February 28, 2020
Work is more than a way to make a living; it is a form of continuing participation in God’s creation.
~USCCB, Sharing Catholic Social Teaching: Challenges and Directions,1998
This month, our Catholic social teaching theme is The Dignity of Work and the Rights of Workers. The Church teaches that work is a way we honor our Creator and the gifts and talents we have from him. The Catechism of the Catholic Church states that “everyone should be able to draw from work the means of providing for his life and that of his family, and of serving the human community.” It is imperative that we work to ensure all have access to work and fair compensation for that work.
Pope John Paul II, in his encyclical Laborem Exorcens, On Human Work, wrote about the wonderful things that our work produces which can enhance human life. Through our ability to work, we share in the creative nature of God which creates honor and dignity. But we diminish the dignity of work when we treat workers as mere tools to serve a monetary purpose; in doing so, we dehumanize our workers. All who can work should be given the opportunity to do so, and that work should yield fair and just wages.
For Saint Benedict, founder of Western monasticism, the purpose of work was not to make money or to be boastful about our abilities; the purpose of work is to serve the community and grow closer to God. Within St. Benedict’s Rule, even the sick and infirm were encouraged to do work within their capabilities to keep them busy and to give them dignity.

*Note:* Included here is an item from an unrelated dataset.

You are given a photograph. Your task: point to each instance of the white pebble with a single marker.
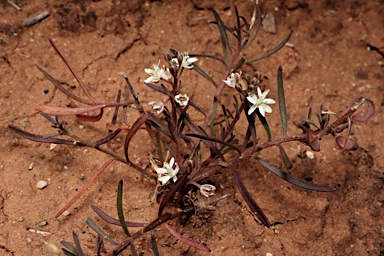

There are times in society when people who can work do not have the opportunity to do so, or when given the opportunity to work, people are not given fair wages for their work. The Catholic Church calls us to work toward creating a more just economy which can honor the dignity of work, and there are several things we can do with great love to help make that happen. When making purchases, consider if the price is a fair representation of the work that went into that item. Knowing that we live in a global economy, we should ask ourselves if the lowest price is the best price. Research the working conditions and wages for workers within the companies whose brands you purchase. As St. Benedict said, if you can work, you should. Even if you don’t have a job outside of your home, consider what work you can do to serve your family, your neighbors, or your parish community. How can you put the gifts and talents that God has given you to work to serve those around you? Unload the dishwasher, do a load of laundry, shovel your neighbor’s driveway. Do this work without being asked, and do it with great love.